Newham Recorder: CEO of 2OC Andrew Mercer and Thames Water commercial director Piers ClarkCEO of 2OC Andrew Mercer and Thames Water commercial director Piers Clark (Image: submitted)

It will be fed into a power station expected to produce 130 Gigawatt hours (GWh) a year of renewable electricity - enough to run 39,000 average-sized homes - when it opens in Beckton in 2015.

The plant will help Thames Water tackle the ongoing problem of so-called fatbergs. The water firm will also be the main customer for buying back the sewer clogging stuff in the form of renewable power.

A fatberg is build up of congealed fat and cooking oil, encrusted with everything else that literally goes down our sewers from human excrement to sanitary towels.

Thames Water regularly sends teams down London sewers to chip the fatbergs away like icebergs to stop the network getting blocked, especially beneath the West End where there is a high concentration of restaurants. Every year sewage blockades costs the company £1million.

Commercial director for Thames Water, Piers Clark, said: “This project is a win-win situation: renewable power, hedged from the price fluctuations of the non-renewable mainstream power markets, and helping tackle the ongoing operational problem of ‘fatbergs’ in sewers.”

The water firm has also committed to providing at least half of the fuel required to run the generator in the form 30 tonnes a day of fat, oil and grease —enough to fill a six metre-long shipping container.

The rest of the power plant’s fuel will come from waste vegetable oils and tallow (animal fat).

The plant’s output will serve 3.5 million people and the nearby desalination plant, operated in times of drought or other emergencies.

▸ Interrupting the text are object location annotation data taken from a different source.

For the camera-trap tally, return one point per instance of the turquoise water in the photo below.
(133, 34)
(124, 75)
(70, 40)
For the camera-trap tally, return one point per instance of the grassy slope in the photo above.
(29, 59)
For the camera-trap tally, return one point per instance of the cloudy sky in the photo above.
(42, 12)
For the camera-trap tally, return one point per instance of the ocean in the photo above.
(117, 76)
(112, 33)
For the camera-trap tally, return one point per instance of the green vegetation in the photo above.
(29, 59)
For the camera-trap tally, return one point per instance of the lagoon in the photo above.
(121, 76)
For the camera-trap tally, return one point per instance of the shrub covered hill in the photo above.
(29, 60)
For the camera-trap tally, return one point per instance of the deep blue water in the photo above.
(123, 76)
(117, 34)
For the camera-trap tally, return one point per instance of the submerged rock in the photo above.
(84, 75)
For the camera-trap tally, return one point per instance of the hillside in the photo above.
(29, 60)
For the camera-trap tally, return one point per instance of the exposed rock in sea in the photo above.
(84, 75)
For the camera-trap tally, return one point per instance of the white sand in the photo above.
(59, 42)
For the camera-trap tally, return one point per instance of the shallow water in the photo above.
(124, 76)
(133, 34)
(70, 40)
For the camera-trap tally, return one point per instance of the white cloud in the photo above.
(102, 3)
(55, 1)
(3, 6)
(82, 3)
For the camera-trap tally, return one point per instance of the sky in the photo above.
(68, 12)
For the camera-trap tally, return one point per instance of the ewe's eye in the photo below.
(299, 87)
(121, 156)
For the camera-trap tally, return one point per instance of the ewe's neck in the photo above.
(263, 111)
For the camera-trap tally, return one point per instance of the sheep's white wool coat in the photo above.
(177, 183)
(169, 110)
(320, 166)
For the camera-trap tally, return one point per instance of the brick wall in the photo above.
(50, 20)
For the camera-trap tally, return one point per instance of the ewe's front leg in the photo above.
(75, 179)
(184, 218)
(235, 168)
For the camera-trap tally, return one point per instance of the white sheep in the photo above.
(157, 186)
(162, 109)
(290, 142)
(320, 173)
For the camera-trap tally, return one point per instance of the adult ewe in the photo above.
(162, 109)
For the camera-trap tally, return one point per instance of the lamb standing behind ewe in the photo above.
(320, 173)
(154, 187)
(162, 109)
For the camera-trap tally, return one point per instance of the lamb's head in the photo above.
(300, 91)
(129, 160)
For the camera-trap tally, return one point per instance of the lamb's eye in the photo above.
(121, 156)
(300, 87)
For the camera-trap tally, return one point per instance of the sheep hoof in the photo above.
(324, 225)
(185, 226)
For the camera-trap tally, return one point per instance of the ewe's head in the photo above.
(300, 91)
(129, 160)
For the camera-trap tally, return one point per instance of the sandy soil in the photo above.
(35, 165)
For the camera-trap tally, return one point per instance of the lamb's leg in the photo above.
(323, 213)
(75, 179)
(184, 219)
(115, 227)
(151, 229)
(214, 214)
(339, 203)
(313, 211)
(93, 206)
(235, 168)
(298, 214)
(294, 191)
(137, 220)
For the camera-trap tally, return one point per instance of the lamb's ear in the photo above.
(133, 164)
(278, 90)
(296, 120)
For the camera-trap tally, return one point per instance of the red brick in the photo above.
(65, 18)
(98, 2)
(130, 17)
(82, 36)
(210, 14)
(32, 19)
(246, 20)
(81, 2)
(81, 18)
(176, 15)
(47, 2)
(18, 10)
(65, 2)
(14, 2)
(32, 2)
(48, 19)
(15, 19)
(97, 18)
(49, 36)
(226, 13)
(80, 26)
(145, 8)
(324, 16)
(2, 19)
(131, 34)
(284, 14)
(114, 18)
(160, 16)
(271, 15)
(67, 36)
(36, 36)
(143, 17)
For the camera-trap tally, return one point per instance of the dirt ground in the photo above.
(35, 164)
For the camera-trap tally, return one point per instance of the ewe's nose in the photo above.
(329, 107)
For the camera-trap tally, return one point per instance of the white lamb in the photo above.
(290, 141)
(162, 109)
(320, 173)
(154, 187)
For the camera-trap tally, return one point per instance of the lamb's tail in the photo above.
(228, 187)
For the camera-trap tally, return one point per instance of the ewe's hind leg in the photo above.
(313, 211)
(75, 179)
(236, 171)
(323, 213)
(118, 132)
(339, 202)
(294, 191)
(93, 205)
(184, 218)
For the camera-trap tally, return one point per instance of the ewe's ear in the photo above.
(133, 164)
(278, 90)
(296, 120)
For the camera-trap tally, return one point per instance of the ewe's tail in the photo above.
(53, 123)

Thames Water has agreed to buy 75GWh of its output and the remaining power will be sold on to the national energy supply grid.

It is the water firm’s sustainable fuel commitments, worth more than £200 million in the long term, which have enabled the £70 million construction project to go ahead.

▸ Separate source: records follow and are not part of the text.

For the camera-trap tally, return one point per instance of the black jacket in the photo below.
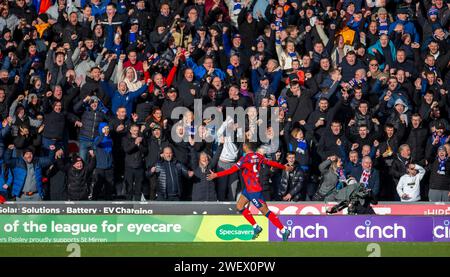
(169, 179)
(204, 190)
(155, 147)
(327, 145)
(54, 125)
(417, 140)
(299, 107)
(438, 181)
(134, 154)
(77, 180)
(291, 182)
(90, 119)
(398, 168)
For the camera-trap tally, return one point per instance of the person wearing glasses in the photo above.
(408, 187)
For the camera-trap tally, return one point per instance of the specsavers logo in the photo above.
(442, 231)
(230, 232)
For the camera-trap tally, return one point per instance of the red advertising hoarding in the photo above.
(380, 209)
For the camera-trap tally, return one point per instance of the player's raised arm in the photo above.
(278, 165)
(229, 171)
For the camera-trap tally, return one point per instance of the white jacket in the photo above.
(410, 185)
(230, 150)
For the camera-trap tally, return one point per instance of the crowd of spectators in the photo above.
(359, 89)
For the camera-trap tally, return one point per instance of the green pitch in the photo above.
(240, 249)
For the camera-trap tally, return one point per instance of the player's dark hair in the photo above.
(252, 146)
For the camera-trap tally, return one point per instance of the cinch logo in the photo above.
(230, 232)
(371, 232)
(442, 232)
(315, 231)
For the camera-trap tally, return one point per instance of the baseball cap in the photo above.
(440, 125)
(382, 10)
(36, 60)
(402, 11)
(172, 89)
(260, 39)
(433, 11)
(93, 99)
(264, 77)
(134, 21)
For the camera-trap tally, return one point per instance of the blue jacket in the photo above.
(408, 28)
(100, 10)
(274, 79)
(2, 179)
(374, 179)
(19, 168)
(3, 132)
(377, 46)
(200, 71)
(126, 100)
(103, 149)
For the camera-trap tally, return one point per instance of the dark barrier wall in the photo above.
(208, 208)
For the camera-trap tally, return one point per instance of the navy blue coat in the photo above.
(19, 168)
(374, 179)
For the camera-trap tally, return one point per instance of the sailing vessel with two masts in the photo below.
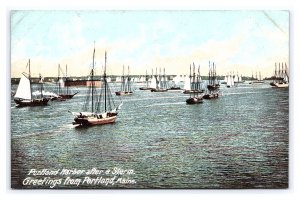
(195, 98)
(161, 82)
(100, 108)
(147, 83)
(125, 85)
(62, 94)
(190, 86)
(280, 78)
(213, 85)
(24, 96)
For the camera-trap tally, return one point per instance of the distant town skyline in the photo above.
(236, 41)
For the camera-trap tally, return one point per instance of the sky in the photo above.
(236, 41)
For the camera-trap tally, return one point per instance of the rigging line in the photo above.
(273, 22)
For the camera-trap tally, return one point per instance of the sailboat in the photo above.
(62, 94)
(258, 79)
(212, 78)
(213, 86)
(147, 83)
(161, 83)
(125, 85)
(99, 109)
(194, 97)
(281, 79)
(230, 81)
(24, 96)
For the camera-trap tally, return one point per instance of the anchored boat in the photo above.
(99, 108)
(24, 96)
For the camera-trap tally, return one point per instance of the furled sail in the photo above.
(24, 90)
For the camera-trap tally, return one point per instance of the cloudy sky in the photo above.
(241, 41)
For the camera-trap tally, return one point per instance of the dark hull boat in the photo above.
(68, 96)
(211, 96)
(145, 88)
(159, 90)
(174, 89)
(213, 87)
(123, 93)
(194, 100)
(95, 119)
(99, 109)
(192, 91)
(24, 97)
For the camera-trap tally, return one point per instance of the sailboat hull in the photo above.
(67, 96)
(213, 87)
(192, 91)
(281, 85)
(34, 102)
(122, 93)
(145, 88)
(211, 96)
(92, 121)
(194, 100)
(159, 90)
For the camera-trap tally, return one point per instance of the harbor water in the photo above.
(239, 140)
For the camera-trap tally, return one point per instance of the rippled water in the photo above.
(237, 141)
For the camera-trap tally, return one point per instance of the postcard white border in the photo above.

The plant will be developed and run by utility company 20C, which says

it will produce enough renewable heat to supply any new housing schemes nearby.

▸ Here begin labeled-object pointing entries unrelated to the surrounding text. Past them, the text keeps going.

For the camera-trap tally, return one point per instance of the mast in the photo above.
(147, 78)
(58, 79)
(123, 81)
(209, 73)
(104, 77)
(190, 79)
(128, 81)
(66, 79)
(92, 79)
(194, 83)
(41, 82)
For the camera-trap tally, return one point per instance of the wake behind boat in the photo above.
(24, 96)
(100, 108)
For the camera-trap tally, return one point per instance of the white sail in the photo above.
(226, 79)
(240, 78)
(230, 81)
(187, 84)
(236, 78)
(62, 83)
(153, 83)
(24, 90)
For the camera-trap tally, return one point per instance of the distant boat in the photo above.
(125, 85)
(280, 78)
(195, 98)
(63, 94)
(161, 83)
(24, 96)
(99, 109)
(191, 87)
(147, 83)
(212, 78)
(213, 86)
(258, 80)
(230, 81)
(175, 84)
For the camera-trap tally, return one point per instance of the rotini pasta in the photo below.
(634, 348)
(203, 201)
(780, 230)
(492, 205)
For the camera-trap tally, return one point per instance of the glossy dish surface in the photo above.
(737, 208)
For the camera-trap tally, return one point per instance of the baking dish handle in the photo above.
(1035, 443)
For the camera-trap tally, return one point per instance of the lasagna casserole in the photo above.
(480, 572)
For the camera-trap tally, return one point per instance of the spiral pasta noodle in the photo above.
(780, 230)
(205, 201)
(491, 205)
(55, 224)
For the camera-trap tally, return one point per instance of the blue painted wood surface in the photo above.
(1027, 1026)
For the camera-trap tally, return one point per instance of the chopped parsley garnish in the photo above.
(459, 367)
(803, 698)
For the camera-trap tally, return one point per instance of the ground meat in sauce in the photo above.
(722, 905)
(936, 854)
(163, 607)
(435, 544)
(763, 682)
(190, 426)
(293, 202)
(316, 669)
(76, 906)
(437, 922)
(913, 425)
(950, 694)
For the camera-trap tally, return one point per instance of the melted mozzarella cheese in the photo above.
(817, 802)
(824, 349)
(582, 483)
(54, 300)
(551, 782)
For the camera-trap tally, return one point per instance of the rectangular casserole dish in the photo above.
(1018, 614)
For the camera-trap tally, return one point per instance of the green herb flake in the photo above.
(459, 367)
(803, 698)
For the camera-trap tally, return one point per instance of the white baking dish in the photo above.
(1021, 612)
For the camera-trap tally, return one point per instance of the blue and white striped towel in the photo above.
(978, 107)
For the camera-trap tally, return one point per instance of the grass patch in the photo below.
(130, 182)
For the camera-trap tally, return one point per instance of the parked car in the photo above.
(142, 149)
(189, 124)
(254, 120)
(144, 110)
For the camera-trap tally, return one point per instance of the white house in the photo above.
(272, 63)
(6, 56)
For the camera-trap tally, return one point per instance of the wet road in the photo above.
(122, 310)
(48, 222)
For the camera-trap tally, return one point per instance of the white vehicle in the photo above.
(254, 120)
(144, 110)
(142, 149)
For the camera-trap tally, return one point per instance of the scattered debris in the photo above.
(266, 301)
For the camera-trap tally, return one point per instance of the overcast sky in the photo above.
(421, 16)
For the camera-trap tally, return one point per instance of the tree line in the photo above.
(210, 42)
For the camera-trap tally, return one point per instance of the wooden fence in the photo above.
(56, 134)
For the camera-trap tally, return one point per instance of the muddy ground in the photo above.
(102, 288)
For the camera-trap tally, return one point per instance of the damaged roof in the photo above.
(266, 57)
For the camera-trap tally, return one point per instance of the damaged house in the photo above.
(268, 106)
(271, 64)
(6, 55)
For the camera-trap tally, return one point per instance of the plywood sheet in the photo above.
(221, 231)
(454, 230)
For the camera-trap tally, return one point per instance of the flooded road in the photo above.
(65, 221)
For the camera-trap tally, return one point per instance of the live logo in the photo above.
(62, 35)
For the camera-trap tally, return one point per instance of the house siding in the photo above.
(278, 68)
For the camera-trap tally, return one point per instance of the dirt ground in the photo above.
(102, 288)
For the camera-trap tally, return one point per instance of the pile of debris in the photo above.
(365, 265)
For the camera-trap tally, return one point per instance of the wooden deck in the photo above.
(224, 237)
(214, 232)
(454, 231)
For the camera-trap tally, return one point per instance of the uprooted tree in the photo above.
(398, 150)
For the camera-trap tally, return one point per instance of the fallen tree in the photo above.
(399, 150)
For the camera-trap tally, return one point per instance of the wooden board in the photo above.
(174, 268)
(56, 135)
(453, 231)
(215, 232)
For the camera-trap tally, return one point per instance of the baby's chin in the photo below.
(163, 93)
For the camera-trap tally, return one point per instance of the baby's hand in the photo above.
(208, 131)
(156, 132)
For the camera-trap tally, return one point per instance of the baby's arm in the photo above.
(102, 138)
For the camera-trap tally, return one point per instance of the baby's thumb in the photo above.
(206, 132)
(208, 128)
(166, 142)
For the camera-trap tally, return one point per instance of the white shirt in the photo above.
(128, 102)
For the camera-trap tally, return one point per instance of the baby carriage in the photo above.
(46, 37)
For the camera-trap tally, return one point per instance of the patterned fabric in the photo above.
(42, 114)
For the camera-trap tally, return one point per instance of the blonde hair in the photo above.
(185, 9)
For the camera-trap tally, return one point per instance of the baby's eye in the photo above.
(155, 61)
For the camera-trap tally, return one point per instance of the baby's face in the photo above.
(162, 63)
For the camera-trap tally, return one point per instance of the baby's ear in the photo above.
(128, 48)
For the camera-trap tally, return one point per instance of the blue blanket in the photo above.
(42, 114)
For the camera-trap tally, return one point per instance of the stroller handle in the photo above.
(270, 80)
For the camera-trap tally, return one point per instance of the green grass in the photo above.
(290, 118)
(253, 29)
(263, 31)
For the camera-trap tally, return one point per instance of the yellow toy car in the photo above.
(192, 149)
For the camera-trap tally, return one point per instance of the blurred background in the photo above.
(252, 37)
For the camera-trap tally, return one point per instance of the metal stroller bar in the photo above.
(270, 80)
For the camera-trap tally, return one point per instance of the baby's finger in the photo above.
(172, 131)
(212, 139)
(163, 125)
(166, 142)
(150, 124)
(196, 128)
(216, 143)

Their chief execeutive officer, Andrew Mercer, said: “We are proud to be following in the footsteps of the energy supply pioneers who created Beckton. Our renewable power and heat, made available for local major infrastructure, is a clear sign that the regeneration momentum that helped create the Olympics continues within the borough. We plan to be good neighbours and will make a major contribution to the local economy.”